Jika Job melakukan payment settlement, retry tanpa idempotency bisa fatal.
14. Job Parallelism and Completion
Job bisa menjalankan beberapa Pod paralel.
apiVersion: batch/v1
kind: Job
metadata:
name: image-processing
spec:
completions: 100
parallelism: 10
template:
spec:
restartPolicy: Never
containers:
- name: worker
image: registry.example.com/image-processor:2.0
Makna:
Need 100 successful completions, run up to 10 Pods concurrently.
Gunakan untuk workload yang bisa dipartisi.
Hindari jika task mengambil item dari queue tanpa concurrency control. Pastikan ada locking, lease, deduplication, atau idempotency.
15. CronJob: Scheduled Jobs
CronJob membuat Job berdasarkan schedule.
Contoh:
apiVersion: batch/v1
kind: CronJob
metadata:
name: daily-ledger-report
spec:
schedule: "0 2 * * *"
concurrencyPolicy: Forbid
successfulJobsHistoryLimit: 3
failedJobsHistoryLimit: 3
jobTemplate:
spec:
backoffLimit: 2
template:
spec:
restartPolicy: Never
containers:
- name: report
image: registry.example.com/ledger-report:1.8
CronJob cocok untuk:
- periodic backup;
- scheduled report;
- cleanup;
- reconciliation;
- sync task;
- housekeeping.
CronJob tidak cocok untuk:
- always-on scheduler service;
- exact-once financial operation tanpa idempotency;
- sub-minute high precision timing;
- workflow orchestration kompleks.
Rule:
CronJob gives scheduled attempts, not exact-once business semantics.
16. CronJob Concurrency Policy
concurrencyPolicy penting.
| Policy | Meaning | Use Case |
|---|---|---|
Allow | Job baru boleh overlap dengan Job lama | Independent periodic tasks |
Forbid | Skip run jika previous masih running | Backup/report yang tidak boleh overlap |
Replace | Stop previous and start new | Latest-only sync/refresh |
Contoh masalah:
Report harian biasanya selesai 20 menit.
Suatu hari database lambat, report berjalan 3 jam.
Cron berikutnya mulai dan memproses data yang sama.
Jika tidak idempotent, hasil bisa rusak.
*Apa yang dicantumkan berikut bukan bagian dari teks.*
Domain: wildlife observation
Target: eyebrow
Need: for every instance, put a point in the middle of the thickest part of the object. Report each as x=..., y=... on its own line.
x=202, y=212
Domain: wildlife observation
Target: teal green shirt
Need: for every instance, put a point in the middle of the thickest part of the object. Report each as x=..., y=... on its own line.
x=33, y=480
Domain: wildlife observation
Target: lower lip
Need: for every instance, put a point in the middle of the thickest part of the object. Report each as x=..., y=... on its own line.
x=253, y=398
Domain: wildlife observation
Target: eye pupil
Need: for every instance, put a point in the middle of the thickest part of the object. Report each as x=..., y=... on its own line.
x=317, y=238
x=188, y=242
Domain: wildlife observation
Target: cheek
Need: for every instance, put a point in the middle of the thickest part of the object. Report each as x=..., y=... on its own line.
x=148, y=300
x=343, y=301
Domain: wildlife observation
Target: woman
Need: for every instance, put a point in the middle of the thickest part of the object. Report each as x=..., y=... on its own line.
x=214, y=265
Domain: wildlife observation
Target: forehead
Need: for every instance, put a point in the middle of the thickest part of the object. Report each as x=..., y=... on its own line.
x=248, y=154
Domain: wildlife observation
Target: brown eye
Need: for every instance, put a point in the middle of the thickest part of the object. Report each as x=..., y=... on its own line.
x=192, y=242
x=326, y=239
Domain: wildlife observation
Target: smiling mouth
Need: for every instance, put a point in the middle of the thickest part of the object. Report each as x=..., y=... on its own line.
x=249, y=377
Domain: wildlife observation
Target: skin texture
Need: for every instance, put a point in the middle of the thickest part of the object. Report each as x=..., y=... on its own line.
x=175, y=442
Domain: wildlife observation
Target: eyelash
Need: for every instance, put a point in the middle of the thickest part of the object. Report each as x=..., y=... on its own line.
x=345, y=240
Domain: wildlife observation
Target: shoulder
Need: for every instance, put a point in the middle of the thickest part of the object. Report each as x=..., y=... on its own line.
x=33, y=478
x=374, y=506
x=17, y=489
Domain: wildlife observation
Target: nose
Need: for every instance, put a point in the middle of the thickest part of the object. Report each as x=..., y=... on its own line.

Gunakan Forbid, lock eksternal, atau desain job idempotent.
17. Bare Pod: Useful but Rarely Production
Bare Pod berguna untuk:
- debugging;
- reproduksi issue;
- ephemeral test;
- interactive tooling;
- learning.
Contoh:
kubectl run debug-shell --image=busybox:1.36 -it --rm -- sh
Tetapi bare Pod tidak cocok untuk production service karena tidak dikelola controller.
Exception:
- static Pods untuk control-plane bootstrap tertentu;
- very specialized system cases;
- lab/debug.
Rule:
Bare Pod is a tool, not a production deployment model.
18. Static Pods: Special Case
Static Pod dikelola langsung oleh kubelet dari manifest lokal di node, bukan melalui normal workload controller.
Umumnya dipakai untuk bootstrap control-plane component pada cluster tertentu.
Kita tidak akan memakainya sebagai deployment model aplikasi.
Kenapa?
- lifecycle melekat ke node;
- tidak memakai Deployment/StatefulSet rollout;
- tidak cocok untuk multi-team platform;
- observability dan governance berbeda;
- raw node access diperlukan.
Untuk engineer aplikasi dan platform umum:
Know static Pods exist, but do not use them as normal application delivery.
19. Controller Decision Framework
Gunakan pertanyaan berurutan ini.
Kemudian validasi:
1. Apa desired terminal state-nya?
2. Apakah Pod harus diganti jika hilang?
3. Apakah replica interchangeable?
4. Apakah identity Pod bagian dari correctness?
5. Apakah workload melekat ke node?
6. Apakah task harus selesai?
7. Apakah task dijadwalkan periodik?
8. Apakah retry aman?
9. Apakah rollout/rollback dibutuhkan?
10. Apakah controller ini memberi operational semantics yang benar?
20. Workload Selection Examples
| Requirement | Controller | Reasoning |
|---|---|---|
| Public REST API, 10 replicas, stateless | Deployment | Long-running interchangeable replicas |
| Vue frontend behind CDN/origin | Deployment | Stateless web workload |
| Java Spring Boot worker consuming queue forever | Deployment | Long-running interchangeable worker |
| Queue worker that runs once for 1M records and exits | Job | Completion-oriented |
| Nightly compliance report | CronJob | Scheduled completion-oriented |
| Log collector on every node | DaemonSet | Node-local agent |
| Metrics exporter per node | DaemonSet | Node identity matters |
| Kafka broker cluster | StatefulSet/operator | Broker identity and storage matter |
| PostgreSQL HA cluster | Usually operator backed by StatefulSet | Complex stateful lifecycle |
| Redis ephemeral cache | Deployment or StatefulSet depending mode | Identity may or may not matter |
| Database schema migration | Job, carefully gated | Completion + idempotency required |
| One-off debug shell | Bare Pod | Manual ephemeral |
21. Deployment Model and Service Binding
For long-running network services, controller alone is not enough. Usually:
Deployment/StatefulSet -> Pods -> Service -> traffic
Deployment example:
Service selects Pod via labels, not ownerReferences.
Implication:
Wrong selector can route traffic to wrong Pods even if controller ownership is correct.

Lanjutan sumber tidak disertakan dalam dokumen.